Fig. 5.

Fig. 5A Effects of imexon and eIF2B5 silencing on protein expression. MiaPaCa-2 cells were transfected with eIF2B5 siRNA or a non-targeting sequence (si CT) and examined for protein synthesis. Data are expressed as the percent of control, where the control is untreated cells transfected with a non-targeting siRNA (Mean ± SD, n=8). Imexon significantly inhibited protein synthesis in both si CT and si eIF2B5 transfected cells (*p ≤ 0.05). Knockdown of eiF2B5 also inhibits protein synthesis and is augmented by 250 μM IMX (^p = 0.0017). There is no significant augmentation of synthesis inhibition by 500 μM IMX (p = 0.75, si elF2B5 vs. si CT).

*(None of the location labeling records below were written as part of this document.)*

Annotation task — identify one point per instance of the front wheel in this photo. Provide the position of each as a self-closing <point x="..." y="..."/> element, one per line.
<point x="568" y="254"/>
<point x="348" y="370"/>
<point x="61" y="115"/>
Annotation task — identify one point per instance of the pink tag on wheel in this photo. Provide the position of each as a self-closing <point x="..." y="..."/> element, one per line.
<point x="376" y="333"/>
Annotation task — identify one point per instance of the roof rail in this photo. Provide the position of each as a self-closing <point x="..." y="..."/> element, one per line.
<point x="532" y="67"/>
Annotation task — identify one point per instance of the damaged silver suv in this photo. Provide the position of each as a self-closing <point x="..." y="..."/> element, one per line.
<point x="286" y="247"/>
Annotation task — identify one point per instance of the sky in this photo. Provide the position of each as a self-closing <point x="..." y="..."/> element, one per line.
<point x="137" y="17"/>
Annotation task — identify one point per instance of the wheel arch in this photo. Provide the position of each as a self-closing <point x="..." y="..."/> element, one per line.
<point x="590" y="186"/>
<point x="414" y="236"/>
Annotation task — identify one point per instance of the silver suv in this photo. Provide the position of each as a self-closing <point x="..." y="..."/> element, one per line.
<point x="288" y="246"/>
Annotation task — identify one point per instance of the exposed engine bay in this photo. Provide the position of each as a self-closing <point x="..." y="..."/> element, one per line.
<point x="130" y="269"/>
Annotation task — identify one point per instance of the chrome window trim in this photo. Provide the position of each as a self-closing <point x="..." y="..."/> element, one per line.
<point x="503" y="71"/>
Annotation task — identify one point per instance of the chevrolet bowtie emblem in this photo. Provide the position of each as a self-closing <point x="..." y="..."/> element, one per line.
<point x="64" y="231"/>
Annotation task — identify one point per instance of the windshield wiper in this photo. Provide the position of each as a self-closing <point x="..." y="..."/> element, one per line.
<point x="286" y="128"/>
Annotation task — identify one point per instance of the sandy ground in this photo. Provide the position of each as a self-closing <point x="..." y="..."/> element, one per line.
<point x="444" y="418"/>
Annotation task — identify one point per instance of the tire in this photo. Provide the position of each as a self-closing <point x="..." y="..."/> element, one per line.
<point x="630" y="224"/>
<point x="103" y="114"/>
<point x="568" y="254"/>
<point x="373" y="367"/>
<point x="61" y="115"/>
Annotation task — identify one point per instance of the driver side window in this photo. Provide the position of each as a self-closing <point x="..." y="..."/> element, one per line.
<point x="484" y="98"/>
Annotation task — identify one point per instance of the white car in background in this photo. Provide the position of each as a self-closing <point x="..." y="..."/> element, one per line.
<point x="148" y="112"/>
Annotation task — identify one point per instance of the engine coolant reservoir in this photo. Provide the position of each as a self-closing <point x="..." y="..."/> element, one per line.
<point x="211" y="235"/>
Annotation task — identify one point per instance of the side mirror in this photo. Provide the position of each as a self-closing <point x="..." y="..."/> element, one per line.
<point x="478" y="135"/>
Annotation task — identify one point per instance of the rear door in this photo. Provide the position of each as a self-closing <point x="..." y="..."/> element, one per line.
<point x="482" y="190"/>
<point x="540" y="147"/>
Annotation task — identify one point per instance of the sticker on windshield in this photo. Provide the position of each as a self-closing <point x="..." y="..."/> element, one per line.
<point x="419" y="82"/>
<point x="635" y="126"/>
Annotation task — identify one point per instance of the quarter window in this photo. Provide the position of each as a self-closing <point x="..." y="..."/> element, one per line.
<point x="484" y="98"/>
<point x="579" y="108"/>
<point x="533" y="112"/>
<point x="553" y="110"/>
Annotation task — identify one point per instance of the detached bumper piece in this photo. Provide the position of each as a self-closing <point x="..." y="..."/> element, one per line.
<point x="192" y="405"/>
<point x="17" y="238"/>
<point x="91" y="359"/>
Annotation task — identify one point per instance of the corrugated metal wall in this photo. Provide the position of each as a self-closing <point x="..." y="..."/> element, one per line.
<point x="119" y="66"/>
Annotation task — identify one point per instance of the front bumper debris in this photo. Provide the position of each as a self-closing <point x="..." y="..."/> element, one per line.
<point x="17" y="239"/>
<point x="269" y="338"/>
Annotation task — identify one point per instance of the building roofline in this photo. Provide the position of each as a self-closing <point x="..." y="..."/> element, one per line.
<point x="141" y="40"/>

Fig. 5B Effect of NAC supplementation on protein synthesis inhibition by imexon. MiaPaCa-2 cells were pre-treated with 10 mM NAC overnight. NAC was either maintained (“continuous”) or the NAC removed (“pre-treated only”), in the presence of varying concentrations of imexon for 24h. Alternatively, the addition of NAC was delayed until 2h after imexon exposure (“post imexon”). Protein synthesis was measured by ³H-leucine incorporation. Data are expressed as percent of control, where the control is untreated cells (Mean ± SEM, n = 20). *p<0.05, **p<0.01

Fig 5C. Effect of ROS scavengers on protein synthesis inhibition by imexon. MiaPaCa-2 cells were pre-treated for 2h with the 100 U/ml of pegylated superoxide dismutase (PEG-SOD), 200 U/ml of pegylated catalase (PEG-CAT), or 100μM of 1-oxyl-2,2,6,6-tetramethyl-4-hydroxy- piperidine (tempol) before the addition of imexon for a total of 24h. Protein synthesis was measured by ³H-leucine incorporation. Data are expressed as percent of control, where the control is untreated cells (Mean ± SEM, n = 18).